When 14-year-old Christin Rivas got six rare-earth magnets from a friend, she had no clue the pea-sized objects would create a major health problem.

The small magnets, made from car-wheel bearings and computer hard drives, can be used to make objects move, perform magic tricks and sculpt into shapes. But when Rivas needed to grab something, she put the mini magnets in her mouth and accidentally swallowed them.

"I do feel it was one of those stupid kid moments," Rivas, who lives in Melbourne, Fla., told ABC News. "I was going to the bathroom and I put them in my mouth because I didn't want to put them on the floor. I wasn't quite thinking. The kid on the other side [of the stall] said something that made me laugh and swallow them.”
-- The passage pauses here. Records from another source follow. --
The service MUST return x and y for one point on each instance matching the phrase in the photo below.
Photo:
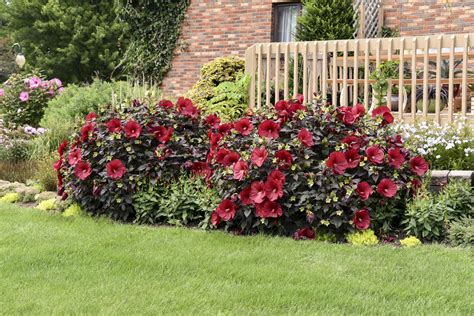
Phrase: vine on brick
(154, 27)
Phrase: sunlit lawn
(51, 264)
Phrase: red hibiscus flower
(361, 219)
(225, 128)
(162, 133)
(74, 156)
(213, 120)
(114, 125)
(215, 219)
(269, 129)
(91, 116)
(374, 154)
(83, 170)
(273, 190)
(337, 162)
(277, 175)
(304, 233)
(364, 190)
(243, 126)
(167, 104)
(418, 165)
(305, 138)
(62, 147)
(132, 129)
(396, 158)
(86, 129)
(240, 170)
(226, 210)
(115, 169)
(284, 159)
(221, 154)
(231, 158)
(383, 111)
(257, 192)
(268, 209)
(186, 107)
(353, 141)
(387, 188)
(258, 156)
(352, 157)
(245, 196)
(201, 169)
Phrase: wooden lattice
(368, 13)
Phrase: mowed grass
(55, 265)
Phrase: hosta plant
(117, 152)
(300, 168)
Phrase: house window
(284, 21)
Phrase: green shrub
(461, 232)
(223, 69)
(326, 20)
(187, 200)
(230, 101)
(366, 238)
(10, 198)
(429, 215)
(64, 113)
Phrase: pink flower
(24, 96)
(337, 162)
(387, 188)
(364, 190)
(257, 192)
(374, 154)
(268, 209)
(269, 129)
(396, 158)
(305, 138)
(258, 156)
(418, 165)
(240, 170)
(243, 126)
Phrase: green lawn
(51, 264)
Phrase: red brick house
(214, 28)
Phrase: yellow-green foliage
(73, 210)
(365, 237)
(10, 198)
(47, 205)
(223, 69)
(411, 241)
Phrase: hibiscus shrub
(115, 154)
(297, 170)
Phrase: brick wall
(212, 29)
(420, 17)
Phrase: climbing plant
(154, 28)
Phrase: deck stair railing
(434, 79)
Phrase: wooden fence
(434, 74)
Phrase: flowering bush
(446, 147)
(297, 168)
(115, 153)
(23, 98)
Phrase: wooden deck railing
(433, 78)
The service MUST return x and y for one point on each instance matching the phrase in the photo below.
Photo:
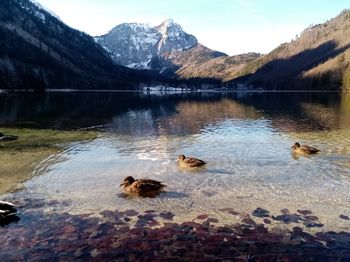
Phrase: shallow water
(244, 137)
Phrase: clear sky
(231, 26)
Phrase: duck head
(181, 158)
(295, 146)
(127, 181)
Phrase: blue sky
(231, 26)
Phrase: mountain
(165, 48)
(38, 51)
(318, 58)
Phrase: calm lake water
(246, 139)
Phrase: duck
(141, 186)
(7, 213)
(190, 161)
(304, 149)
(7, 137)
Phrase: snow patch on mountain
(136, 45)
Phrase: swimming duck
(141, 186)
(303, 149)
(7, 213)
(7, 137)
(190, 161)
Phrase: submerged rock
(7, 213)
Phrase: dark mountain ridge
(38, 51)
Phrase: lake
(74, 150)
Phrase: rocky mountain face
(38, 51)
(318, 59)
(164, 48)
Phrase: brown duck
(303, 149)
(190, 161)
(7, 137)
(141, 186)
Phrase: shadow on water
(154, 236)
(189, 111)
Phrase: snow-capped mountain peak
(136, 45)
(170, 29)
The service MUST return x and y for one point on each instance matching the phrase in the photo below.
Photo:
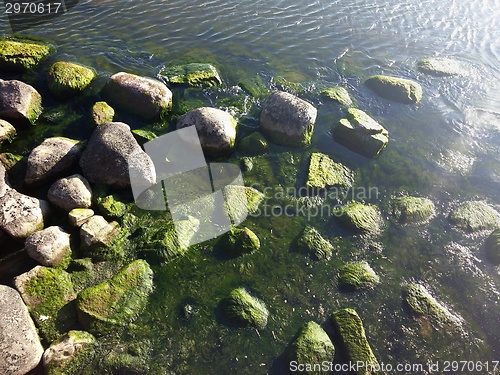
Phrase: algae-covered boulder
(361, 134)
(70, 355)
(311, 348)
(412, 209)
(114, 303)
(474, 216)
(397, 89)
(324, 172)
(351, 333)
(193, 74)
(357, 276)
(18, 55)
(288, 120)
(242, 309)
(68, 79)
(312, 242)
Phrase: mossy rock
(357, 276)
(360, 217)
(239, 241)
(193, 74)
(397, 89)
(473, 216)
(351, 333)
(311, 348)
(18, 55)
(324, 172)
(241, 309)
(412, 209)
(68, 79)
(312, 242)
(114, 303)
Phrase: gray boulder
(288, 120)
(20, 103)
(20, 347)
(144, 97)
(70, 192)
(108, 155)
(49, 247)
(216, 128)
(50, 159)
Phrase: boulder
(144, 97)
(351, 334)
(241, 309)
(50, 246)
(66, 79)
(51, 159)
(397, 89)
(216, 129)
(70, 192)
(20, 103)
(22, 215)
(311, 348)
(110, 152)
(288, 120)
(20, 347)
(360, 133)
(114, 303)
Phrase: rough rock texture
(20, 347)
(50, 159)
(116, 302)
(50, 247)
(144, 97)
(360, 133)
(241, 309)
(68, 79)
(312, 242)
(216, 129)
(351, 333)
(69, 355)
(288, 120)
(397, 89)
(20, 103)
(324, 172)
(70, 192)
(21, 215)
(311, 347)
(109, 153)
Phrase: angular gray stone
(51, 158)
(20, 347)
(71, 192)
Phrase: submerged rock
(360, 133)
(288, 120)
(397, 89)
(20, 347)
(351, 333)
(311, 347)
(241, 309)
(114, 303)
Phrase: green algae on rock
(397, 89)
(242, 309)
(408, 209)
(311, 348)
(357, 276)
(361, 134)
(351, 333)
(114, 303)
(473, 216)
(312, 242)
(324, 172)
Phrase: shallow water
(445, 148)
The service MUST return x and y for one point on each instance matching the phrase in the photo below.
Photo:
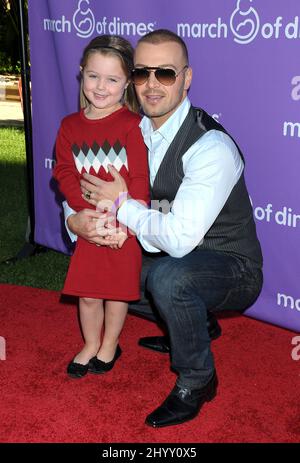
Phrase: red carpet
(257, 401)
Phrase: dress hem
(111, 297)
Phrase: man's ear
(188, 78)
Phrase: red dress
(88, 145)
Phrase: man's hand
(90, 225)
(116, 240)
(101, 191)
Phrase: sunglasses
(165, 76)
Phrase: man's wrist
(121, 199)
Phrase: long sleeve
(138, 186)
(212, 166)
(65, 172)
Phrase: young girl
(105, 131)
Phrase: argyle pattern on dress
(95, 156)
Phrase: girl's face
(104, 82)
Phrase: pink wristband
(119, 201)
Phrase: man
(205, 255)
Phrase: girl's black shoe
(99, 367)
(77, 370)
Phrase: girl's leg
(91, 319)
(115, 314)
Knowing that swallowing the rare-earth magnets posed a risk, she tried to make herself throw up but failed. After notifying the school nurse, Rivas was brought to a local hospital, where personnel told her to wait until the magnets passed. But once Christin's mother, Barbara Rivas, began doing her own research, she discovered her daughter’s condition could be life-threatening.

Rivas then brought her daughter to a second emergency room armed with the research she'd found from the U.S. Centers for Disease Control. Her daughter was then transported to the Arnold Palmer Hospital for Children in Orlando, Fla., where she later received surgery. While the magnets could have been flushed out with laxatives, by the time Christin was treated – six hours after ingesting the magnets – they had already entered the teen’s small intestine, which required them to be surgically removed. Doctors also had to remove a small section of her colon and appendix.

"Kids swallow a lot of objects," Dr. Tejas Mehta, a pediatric gastroenterologist at Arnold Palmer who treated Rivas, told the Orlando Sentinel. "But from a GI perspective, magnets cause more damage than anything else."

When swallowed, magnets will use their force to try to find each other, which can damage the intestines. The pull can also cause erosion, ulcers and perforation, which can lead to infection. Despite the dangers, magnets still find a way into children’s stomachs, making magnet-related emergency room visits increase by fivefold between 2002 and 2011, according to a recent study published in the Annals of Emergency Medicine.

"There have definitely been cases where a loop of the intestine or stomach is caught between the two magnets," Mehta said. "If you are unlucky, it can twist the intestine and choke off the blood supply. It's pretty crazy."

Now back at school, Rivas keeps the two tiny magnets in a bowl in her house.

"They are very dangerous unless they are used for the right things," Rivas said. "I wanted to make people more aware of this before Christmas when younger children can get ahold of the stuff. There is a 60 percent morbidity. A little kid wouldn't survive."